Mental Health Care and the Free Market

Should Mental Health Care go to the highest bidder?

I can remember a conversation I had a while back with a county commissioner.  I was discussing an idea with him when he paused, calculated for a moment, and said “Yes.  That fits into my way of thinking.”   It was a while ago, so I don’t know if I have the actual words right, but it communicates the gist of what he was saying.  He supports something only if it fits into his ideological framework.  I appreciated his honesty, but it struck me that his methodology was…well…wrong.  While the platform of an elected official may have helped them to office, it seems to me that in a democratic republic such as ours, the needs of the people should be the primary issue.  This may sound naive, but the matter of governing should be an empirical matter more than an ideological one. 

Far be it for me to dispute the idea that Colorado’s mental health care system is broken.  I believe it is.  However, the question is not whether it is broken.  The question is how to fix it.
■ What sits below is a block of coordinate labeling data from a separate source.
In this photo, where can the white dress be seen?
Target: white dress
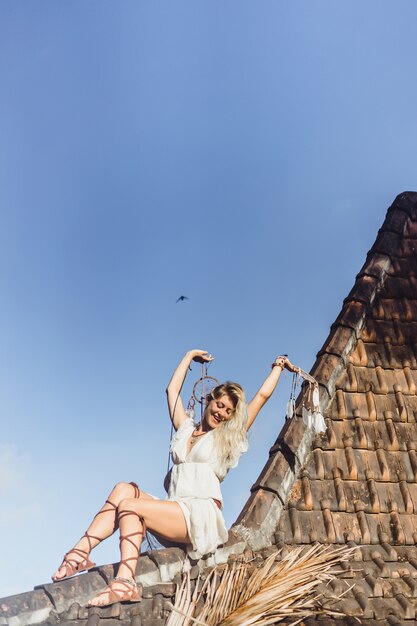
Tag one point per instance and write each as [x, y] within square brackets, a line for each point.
[195, 484]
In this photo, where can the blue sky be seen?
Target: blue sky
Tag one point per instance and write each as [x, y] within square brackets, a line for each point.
[240, 153]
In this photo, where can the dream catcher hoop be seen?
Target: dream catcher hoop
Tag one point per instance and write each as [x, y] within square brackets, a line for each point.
[201, 389]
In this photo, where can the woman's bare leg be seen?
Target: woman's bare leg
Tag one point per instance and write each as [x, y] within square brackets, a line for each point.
[103, 525]
[164, 518]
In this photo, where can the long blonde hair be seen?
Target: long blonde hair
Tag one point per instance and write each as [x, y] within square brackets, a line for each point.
[230, 437]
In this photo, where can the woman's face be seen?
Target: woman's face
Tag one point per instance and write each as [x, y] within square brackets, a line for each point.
[219, 410]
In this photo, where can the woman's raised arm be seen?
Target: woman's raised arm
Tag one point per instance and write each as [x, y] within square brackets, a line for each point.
[175, 405]
[268, 387]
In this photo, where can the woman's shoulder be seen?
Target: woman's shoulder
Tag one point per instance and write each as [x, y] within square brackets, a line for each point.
[187, 424]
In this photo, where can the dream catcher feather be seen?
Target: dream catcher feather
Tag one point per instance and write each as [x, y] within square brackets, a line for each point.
[310, 409]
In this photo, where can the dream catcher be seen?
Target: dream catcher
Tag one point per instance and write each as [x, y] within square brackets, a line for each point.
[202, 388]
[310, 408]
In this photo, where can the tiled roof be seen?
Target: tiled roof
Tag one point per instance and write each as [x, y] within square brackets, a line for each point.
[358, 482]
[355, 484]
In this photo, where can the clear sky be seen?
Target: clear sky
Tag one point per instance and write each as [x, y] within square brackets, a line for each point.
[242, 153]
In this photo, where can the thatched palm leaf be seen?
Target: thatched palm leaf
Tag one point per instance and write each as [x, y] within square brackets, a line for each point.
[237, 596]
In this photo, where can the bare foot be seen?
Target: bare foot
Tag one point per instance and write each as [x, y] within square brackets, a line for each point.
[76, 560]
[119, 590]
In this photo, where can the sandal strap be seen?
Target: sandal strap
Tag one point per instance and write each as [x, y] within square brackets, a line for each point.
[131, 541]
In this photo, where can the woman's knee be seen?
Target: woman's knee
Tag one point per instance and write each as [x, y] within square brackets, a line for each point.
[124, 490]
[128, 505]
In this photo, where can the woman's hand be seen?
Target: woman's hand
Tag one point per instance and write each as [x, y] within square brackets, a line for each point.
[201, 356]
[284, 362]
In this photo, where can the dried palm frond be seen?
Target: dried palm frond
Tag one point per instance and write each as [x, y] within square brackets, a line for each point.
[239, 595]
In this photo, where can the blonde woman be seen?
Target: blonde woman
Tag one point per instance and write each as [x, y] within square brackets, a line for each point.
[202, 455]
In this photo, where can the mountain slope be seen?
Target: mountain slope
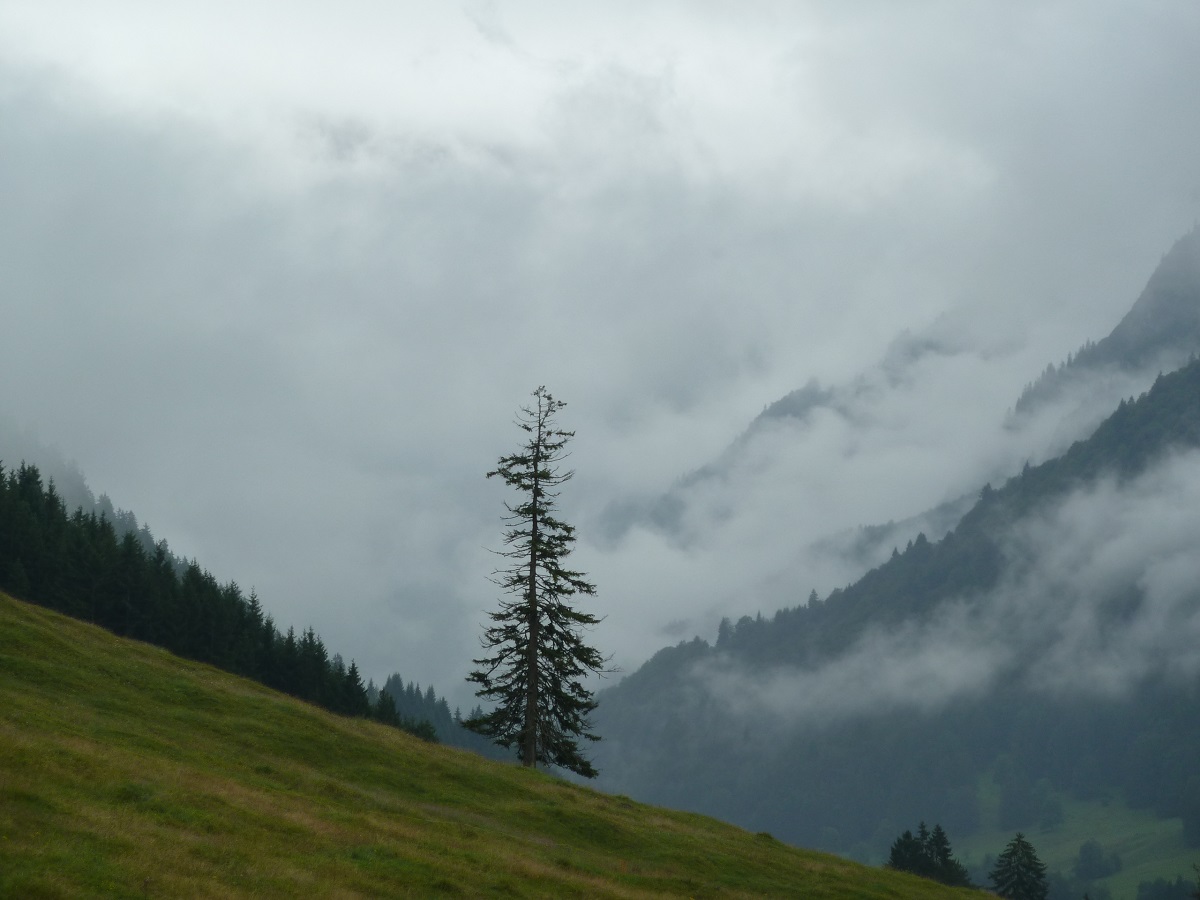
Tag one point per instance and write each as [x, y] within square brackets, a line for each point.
[888, 419]
[127, 772]
[1047, 646]
[1159, 331]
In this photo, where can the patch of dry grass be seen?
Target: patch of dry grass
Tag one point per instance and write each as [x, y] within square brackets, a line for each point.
[129, 773]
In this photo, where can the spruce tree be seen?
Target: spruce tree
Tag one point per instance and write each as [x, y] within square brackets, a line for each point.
[1019, 874]
[538, 660]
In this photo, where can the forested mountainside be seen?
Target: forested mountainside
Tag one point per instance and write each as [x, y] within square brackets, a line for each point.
[101, 567]
[1044, 649]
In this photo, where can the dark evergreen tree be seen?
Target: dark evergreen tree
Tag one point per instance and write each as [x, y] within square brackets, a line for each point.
[929, 855]
[539, 659]
[1019, 874]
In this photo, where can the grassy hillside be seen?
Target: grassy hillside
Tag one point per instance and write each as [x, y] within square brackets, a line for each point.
[1150, 847]
[127, 772]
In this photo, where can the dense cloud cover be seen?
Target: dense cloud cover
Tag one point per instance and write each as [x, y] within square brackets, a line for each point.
[276, 277]
[1103, 594]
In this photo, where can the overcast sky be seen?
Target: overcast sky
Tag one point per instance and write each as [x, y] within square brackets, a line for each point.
[276, 275]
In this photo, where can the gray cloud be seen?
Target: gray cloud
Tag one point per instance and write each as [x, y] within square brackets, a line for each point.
[1102, 595]
[277, 282]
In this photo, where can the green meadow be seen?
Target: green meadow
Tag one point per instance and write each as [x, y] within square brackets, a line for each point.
[126, 772]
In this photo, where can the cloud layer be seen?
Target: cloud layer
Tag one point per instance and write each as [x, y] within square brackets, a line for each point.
[1102, 595]
[276, 277]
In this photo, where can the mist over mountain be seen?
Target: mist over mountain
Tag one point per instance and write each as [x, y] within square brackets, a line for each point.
[1049, 645]
[1158, 334]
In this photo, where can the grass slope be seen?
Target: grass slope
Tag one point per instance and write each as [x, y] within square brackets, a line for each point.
[126, 772]
[1150, 847]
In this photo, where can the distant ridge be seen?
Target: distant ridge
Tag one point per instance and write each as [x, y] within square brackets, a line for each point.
[1162, 329]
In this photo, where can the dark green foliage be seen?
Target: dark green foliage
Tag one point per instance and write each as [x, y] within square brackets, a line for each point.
[928, 855]
[1164, 889]
[539, 659]
[101, 567]
[1189, 809]
[1095, 863]
[1019, 874]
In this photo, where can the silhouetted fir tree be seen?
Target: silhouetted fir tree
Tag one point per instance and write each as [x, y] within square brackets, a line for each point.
[539, 659]
[929, 855]
[1019, 874]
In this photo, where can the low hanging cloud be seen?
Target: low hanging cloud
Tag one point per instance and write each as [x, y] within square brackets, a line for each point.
[276, 279]
[1102, 594]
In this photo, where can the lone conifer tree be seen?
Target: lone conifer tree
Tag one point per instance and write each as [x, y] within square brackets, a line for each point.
[539, 660]
[1019, 874]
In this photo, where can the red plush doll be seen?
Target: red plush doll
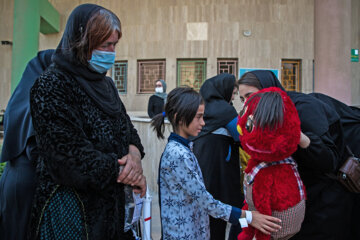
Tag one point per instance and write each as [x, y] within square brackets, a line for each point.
[270, 132]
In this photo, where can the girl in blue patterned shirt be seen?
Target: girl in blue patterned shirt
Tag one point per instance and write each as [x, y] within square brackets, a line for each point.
[185, 204]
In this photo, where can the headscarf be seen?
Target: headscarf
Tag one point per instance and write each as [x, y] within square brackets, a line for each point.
[267, 79]
[217, 92]
[315, 116]
[18, 126]
[100, 89]
[162, 95]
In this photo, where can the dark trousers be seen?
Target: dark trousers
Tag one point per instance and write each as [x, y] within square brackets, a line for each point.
[218, 229]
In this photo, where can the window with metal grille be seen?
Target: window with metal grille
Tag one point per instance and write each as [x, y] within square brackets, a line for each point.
[191, 72]
[227, 66]
[291, 74]
[149, 71]
[119, 75]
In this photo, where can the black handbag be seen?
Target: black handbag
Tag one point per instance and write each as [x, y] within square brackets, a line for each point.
[349, 173]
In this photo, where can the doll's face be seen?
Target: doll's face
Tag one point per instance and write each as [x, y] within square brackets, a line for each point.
[266, 142]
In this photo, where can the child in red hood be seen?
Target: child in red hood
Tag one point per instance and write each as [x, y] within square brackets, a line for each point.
[270, 132]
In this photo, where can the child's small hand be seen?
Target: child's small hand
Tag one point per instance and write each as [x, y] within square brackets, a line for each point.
[266, 224]
[304, 140]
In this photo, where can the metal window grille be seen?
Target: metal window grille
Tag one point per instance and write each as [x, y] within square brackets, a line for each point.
[227, 66]
[290, 74]
[149, 71]
[191, 73]
[119, 75]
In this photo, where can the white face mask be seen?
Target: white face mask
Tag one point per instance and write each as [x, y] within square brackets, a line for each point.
[159, 90]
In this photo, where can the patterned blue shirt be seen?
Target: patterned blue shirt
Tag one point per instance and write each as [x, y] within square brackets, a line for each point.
[185, 202]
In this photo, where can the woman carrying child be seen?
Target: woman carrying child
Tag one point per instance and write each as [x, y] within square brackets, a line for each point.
[185, 204]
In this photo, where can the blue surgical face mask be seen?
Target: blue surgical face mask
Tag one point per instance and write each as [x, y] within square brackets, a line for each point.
[101, 61]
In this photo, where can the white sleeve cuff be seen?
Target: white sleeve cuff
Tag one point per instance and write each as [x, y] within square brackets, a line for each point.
[248, 217]
[243, 222]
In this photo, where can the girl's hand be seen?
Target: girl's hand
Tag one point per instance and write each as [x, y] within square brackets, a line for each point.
[132, 173]
[141, 187]
[304, 140]
[266, 224]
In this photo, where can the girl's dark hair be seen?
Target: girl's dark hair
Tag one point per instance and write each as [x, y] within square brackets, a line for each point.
[99, 28]
[269, 111]
[251, 80]
[181, 106]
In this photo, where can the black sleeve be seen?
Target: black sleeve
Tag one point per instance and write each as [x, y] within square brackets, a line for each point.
[323, 154]
[31, 150]
[134, 137]
[68, 155]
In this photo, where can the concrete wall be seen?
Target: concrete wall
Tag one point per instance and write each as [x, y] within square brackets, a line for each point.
[355, 43]
[158, 29]
[6, 32]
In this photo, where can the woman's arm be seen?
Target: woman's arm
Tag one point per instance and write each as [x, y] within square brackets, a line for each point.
[232, 128]
[184, 176]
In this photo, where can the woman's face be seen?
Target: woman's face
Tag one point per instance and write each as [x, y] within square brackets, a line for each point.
[245, 91]
[195, 126]
[109, 44]
[235, 92]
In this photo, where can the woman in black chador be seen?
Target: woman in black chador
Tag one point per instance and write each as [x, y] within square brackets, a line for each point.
[330, 208]
[19, 151]
[84, 135]
[217, 149]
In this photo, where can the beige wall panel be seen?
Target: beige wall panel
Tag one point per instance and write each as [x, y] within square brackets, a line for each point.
[355, 43]
[6, 33]
[157, 29]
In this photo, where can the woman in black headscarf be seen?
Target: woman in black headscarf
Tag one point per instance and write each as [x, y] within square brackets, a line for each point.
[17, 182]
[84, 135]
[329, 205]
[217, 148]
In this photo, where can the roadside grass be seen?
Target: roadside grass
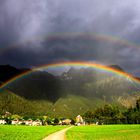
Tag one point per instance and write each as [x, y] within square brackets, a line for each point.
[9, 132]
[104, 132]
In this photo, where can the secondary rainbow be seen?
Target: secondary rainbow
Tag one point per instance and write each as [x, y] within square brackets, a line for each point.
[76, 64]
[84, 35]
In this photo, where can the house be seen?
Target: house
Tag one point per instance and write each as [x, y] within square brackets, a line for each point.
[79, 120]
[36, 123]
[28, 122]
[14, 122]
[2, 121]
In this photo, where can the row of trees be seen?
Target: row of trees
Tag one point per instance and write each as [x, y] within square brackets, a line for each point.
[110, 114]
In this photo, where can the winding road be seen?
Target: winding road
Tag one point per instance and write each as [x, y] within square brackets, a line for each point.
[60, 135]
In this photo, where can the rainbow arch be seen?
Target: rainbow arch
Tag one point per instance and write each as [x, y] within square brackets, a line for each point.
[77, 63]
This seems to be the case in a new mental health law being considered by the Colorado legislature.  According to the Fort Morgan Times, this new law strives for more transparency when it comes to taxpayer dollars, but Community mental health centers worry that it may reduce services rather than improve them.  According to the Times, this new law promises to transform the mental health services making them more accountable and more efficient by bringing an end to the automatic lump sums given to the 17 regional mental health regions who are responsible for disbursing Medicaid funds to mental health clinics and practitioners.  While the article deals almost exclusively with clinics, private practice providers also play an important role in managing the State’s mental health services.  I know.  I was one.  At any rate, the State’s contention is that the present system is inadequate because “We are investing a billion dollars into behavioral health and we had many many people unable to access services in a timely fashion, or sometimes they were offered services, but it wasn’t what they needed,” Rep. Mary Young, a Greeley Democrat and one of the primary sponsors of the bill asserts.  These politicians say that they have interviewed a great number of people and providers whose stories tell of a broken mental health system, one that needs fixing.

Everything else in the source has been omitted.